So there were just so many things that made me feel connected to her and the story, and it also upset me to the point where you I, it's like another text message. You have to send them to your kids. You think you go through all the list of things to do and don't doing this like and oh yeah, never stop on the interstate for anyone that you don't know. Yeah, for any reason, I too was touched by the
story, you know. And I was amazed, um pleasantly amazed by how people were willing to help learned about the story through social media and people sharing the posts, and you know, you see it and here's a young woman, I believe a college graduate or she was earning her degree. And you know, she wasn't out there, you know, popping it like it's high.
You know. She she was going to work, she got off work, she was getting her mom a meal, and she called nine point one and told them that they she saw a child on the side of the highway walking a toddler. It's a term that they were using. And then she called her family while she was still out there. And then that's where the family said the phone went dead. And when the police showed up about three minutes later, the door was opened. I believe the engine was still running.
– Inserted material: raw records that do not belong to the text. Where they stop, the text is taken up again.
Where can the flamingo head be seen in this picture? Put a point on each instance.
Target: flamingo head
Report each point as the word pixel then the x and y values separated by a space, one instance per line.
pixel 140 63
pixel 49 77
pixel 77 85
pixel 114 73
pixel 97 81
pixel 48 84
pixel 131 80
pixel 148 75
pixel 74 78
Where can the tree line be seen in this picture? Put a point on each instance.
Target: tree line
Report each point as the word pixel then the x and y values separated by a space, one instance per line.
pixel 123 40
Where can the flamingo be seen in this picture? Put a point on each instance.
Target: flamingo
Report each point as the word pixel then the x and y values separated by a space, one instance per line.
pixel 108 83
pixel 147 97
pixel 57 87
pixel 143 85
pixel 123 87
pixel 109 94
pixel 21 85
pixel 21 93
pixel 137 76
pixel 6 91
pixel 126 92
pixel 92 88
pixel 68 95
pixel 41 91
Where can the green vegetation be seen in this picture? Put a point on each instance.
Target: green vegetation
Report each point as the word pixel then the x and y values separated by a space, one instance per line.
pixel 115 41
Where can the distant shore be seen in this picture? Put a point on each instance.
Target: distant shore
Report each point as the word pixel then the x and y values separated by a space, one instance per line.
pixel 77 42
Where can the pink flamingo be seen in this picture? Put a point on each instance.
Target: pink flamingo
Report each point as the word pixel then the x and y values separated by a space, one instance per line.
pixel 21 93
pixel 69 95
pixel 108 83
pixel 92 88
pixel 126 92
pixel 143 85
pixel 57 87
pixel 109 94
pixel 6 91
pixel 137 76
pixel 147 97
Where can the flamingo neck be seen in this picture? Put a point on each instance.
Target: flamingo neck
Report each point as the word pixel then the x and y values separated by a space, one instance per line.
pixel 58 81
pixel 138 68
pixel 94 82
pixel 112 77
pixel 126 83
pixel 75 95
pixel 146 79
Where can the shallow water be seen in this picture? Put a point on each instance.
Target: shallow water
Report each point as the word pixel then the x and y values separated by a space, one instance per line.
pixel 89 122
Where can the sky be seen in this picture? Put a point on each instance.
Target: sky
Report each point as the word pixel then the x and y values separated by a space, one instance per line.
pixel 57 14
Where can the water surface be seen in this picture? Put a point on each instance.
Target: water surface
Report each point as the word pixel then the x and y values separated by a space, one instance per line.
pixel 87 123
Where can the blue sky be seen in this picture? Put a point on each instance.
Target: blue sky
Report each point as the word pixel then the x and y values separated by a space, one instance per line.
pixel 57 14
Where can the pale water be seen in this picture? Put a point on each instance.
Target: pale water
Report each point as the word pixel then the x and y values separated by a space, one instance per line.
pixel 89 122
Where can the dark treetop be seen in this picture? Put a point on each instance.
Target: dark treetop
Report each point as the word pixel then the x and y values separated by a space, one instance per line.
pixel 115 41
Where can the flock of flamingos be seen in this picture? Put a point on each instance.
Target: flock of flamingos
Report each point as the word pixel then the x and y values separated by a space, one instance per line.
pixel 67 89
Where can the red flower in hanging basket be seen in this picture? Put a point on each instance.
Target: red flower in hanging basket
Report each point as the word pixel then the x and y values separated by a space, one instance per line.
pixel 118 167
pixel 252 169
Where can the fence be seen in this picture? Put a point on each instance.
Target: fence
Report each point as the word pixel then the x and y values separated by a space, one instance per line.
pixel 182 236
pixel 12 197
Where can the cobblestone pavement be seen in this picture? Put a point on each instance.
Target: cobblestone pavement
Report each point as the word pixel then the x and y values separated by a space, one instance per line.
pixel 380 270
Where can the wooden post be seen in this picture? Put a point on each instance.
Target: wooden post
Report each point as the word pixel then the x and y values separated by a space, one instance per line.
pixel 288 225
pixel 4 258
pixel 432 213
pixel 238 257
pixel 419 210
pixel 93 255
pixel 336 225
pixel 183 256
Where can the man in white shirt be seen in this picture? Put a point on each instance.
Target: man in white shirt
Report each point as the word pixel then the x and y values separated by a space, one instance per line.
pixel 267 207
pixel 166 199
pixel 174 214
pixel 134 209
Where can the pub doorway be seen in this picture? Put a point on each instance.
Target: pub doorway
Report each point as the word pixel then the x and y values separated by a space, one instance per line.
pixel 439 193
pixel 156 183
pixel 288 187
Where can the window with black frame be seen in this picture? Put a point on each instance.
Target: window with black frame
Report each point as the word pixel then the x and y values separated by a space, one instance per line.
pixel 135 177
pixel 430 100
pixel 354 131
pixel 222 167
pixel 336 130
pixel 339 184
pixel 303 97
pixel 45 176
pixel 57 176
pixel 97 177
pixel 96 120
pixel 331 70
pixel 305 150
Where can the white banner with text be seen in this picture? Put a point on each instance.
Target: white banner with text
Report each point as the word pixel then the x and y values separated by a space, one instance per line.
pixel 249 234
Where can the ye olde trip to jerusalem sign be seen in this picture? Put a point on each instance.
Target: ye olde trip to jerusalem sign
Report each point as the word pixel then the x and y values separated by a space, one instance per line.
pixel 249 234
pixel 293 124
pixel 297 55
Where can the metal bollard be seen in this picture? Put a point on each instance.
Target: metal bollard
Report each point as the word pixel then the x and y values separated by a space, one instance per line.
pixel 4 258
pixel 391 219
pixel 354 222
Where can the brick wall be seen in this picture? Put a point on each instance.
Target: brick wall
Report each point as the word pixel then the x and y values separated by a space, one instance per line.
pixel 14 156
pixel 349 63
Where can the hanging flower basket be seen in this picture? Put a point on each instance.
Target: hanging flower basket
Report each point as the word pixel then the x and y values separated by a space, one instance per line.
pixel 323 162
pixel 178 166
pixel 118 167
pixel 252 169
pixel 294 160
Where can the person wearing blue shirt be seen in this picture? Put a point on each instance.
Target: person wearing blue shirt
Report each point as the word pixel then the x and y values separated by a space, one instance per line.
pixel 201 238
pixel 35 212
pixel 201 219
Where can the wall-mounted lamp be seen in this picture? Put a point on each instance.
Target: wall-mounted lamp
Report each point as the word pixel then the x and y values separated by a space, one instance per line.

Her wig was all phone was on the ground, and so it looked very mysterious. You know. So when I thought about it, I just thought about a thousands of young black women out there who are doing the right thing, you know, and they're going to college and they're working, and somehow this one got targeted by someone. And I'm still that's still my belief,
you know, she got targeted by someone. And it also made me start thinking about when my daughter starts striving, you know, and it's so easy for someone to see a child on the side of the road and pull over and wonder what's going on. But it looked like it was a setup, you know, throughout throughout the weekend when I heard the stories. Is that the impression that you got, Yes, it was. And I know that there are a lot of things that are done to lure lure young women
and to sex trade into a number of things. And I also know that, you know, children have been used for a lot of things. Children were used during the Vietnam War to get so just to come over there and get killed. So I mean she came like a clever I think, yeah. Yeah. And what really upset me besides what happened, was the some of the comments that I saw on social media. People were saying things like the math thing math and then the story's not making sense and why would you
pull over on the interstate, Uh, if you saw a child. I mean, I can't say that I wouldn't pull over if I saw a child. Now I'm not. I've again had enough life experience and enough clinical experience that I may just follow behind the child with my door locked and my lights on, and if somebody comes up to me with a gun and something, I'm gonna roll over that person. Then that child, child's gonna get run over. But unless you know, or if you're unless you're hyper vigilant,
it's like, be for real. Most of y'all would have pulled over. And there were plenty of cars driving down the interstate. That's a very busy place, and you're thinking, if I get out, you know, other people will see. Yeah. I didn't see those comments as I was scrolling through social media. Uh. It was mostly from people who I'm friends with, and they were posting it and I was watching what other people were saying. So so I need some better Facebook friends. That they were reasonable,
you know people. Everybody was concerned, and it's like you, you know, I thought it was reasonable to think that she saw and not a talking like a toddler and diapers is what she reported to the police, and um, and she pulled over to see what was going on, you know. But but it goes to show you the state we're in right now, where anything can be suspicious. Okay, I wouldn't recommend to particularly young woman driving alone at night to even stop, you know, call the police if you
have to. You know, I've learned from the young folks to a live stream. That's an idea. Okay, yeah, because those babies will live stream anything. Yeah. Yeah, So I didn't. I didn't see those comments. Unfortunate that people were suspicious early on, and so I found myself, you know, looking on it and let me see if there are any updates, right, anything happened because they showed her parents. I felt bad
for her parents and everything. They were concerned. But now there appears to be a lot of questions about okay, and I hear that, and it still obsessed me. Why do you people have these quis I can just be happy that the woman is home. Tell me what are some of the questions you're seeing here? So I'm happy to When I saw a little headline on my phone, I didn't even look through it, like, okay, great, I'm glad she's home. I'll figure it out later, you know,
when I get off work and everything. And so she just walked home and the family called the police and she was taken to a local hospital for an evaluation. And so, but there are still no details about any of that. And you know, some folks, I don't know who they are, they were pointing that little details, you know, why I was hurt, because everybody's a detective, right, yeah, stood out that I can remember.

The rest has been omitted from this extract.